The Ruparelia Foundation, a charitable arm of the Ruparelia group has named a new rhino calf Rae Ruparelia.
Last week, Rae was born at Uganda’s Rhino Sanctuary in Nakasongola District bringing the number of rhinos under the care of Rhino Fund Uganda to 34. The calf’s mother is called Uhuru.
Rajiv Ruparelia, a Trustee Ruparelia Foundation and Managing Director Ruparelia Group during the naming ceremony of rhino calf adopted by the foundation at Rhino Fund Uganda sanctuary in Nakasongola district today urged the government of Uganda to incorporate tourism course into Uganda’s education curriculum right from lower classes if the country is to improve its tourism potential locally.
Tycoon Rajiv said that there is a need for the next generation to learn and value the national parks and other protected national sites for the benefit of the country and the people of Uganda through earning livelihood.
He added that starting next year, Ruparelia foundation will embark on networking Uganda’s tourism assets to the international community with the view of making the country a hotspot for tourism destination globally.
The businessman also revealed that the Foundation has been able to pay USD 5000 (Approx. Shs 18m) to Ziwa Rhino sanctuary to acquire naming rights for the baby rhino it named after Rae Ruparelia.
Angie Genade the Executive Director Rhino Fund Uganda said the fund is grateful for the Ruparelia foundation for partnering and naming the baby rhino.
Genade added that she wants the partnership to grow and Ruparelia Foundation to become the ambassadors of the rhino program.

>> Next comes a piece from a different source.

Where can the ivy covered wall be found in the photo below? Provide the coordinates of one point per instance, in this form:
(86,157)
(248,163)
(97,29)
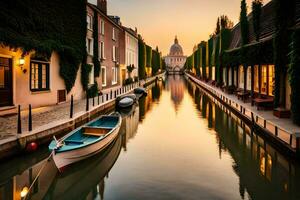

Rhino Fund Uganda was formed as a non-governmental organisation (NGO) in 1997 to repopulate Uganda with wild rhinos in the future. Both rhinoceros breeds, black and white, are globally endangered.
Rhinos were declared extinct in Uganda in 1983 and the fund’s aim is to return them to the Ugandan wild through their breeding and return programme.
Rhinos were brought in from Kenya and the Disney Animal Kingdom in the USA with the first successful birth in 2009 named Obama.
The sanctuary has been surviving from tourism as it has on-foot rhino trekking and other activities like bird watching as well as donations.
However, they were hit hard during the lockdown have been surviving on donation with the Ruparelia Foundation’s offer to remain the baby rhino coming in handy to run the 7,000-hectare facility.
The Ruparelia Foundation, the charity arm of the Ruparelia Group, founded by tycoon Sudhir Ruparelia has made several donations towards health care, education, sport, faith and wildlife conservation.
Earlier this week, the foundation gifted over 5000 Christmas hampers to various orphanages across the region including notably the Eseza Foundation, Islamic Foundation and Angel Center among others.
The goodies were handed over by Jerely Fernandez on behalf of Ruparelia Foundation.
The Foundation also supports the Ngamba Island Chimpanzee Sanctuary and in 2018, they “adopted” a baby chimp and named it Ruparelia as the facility made 20 years.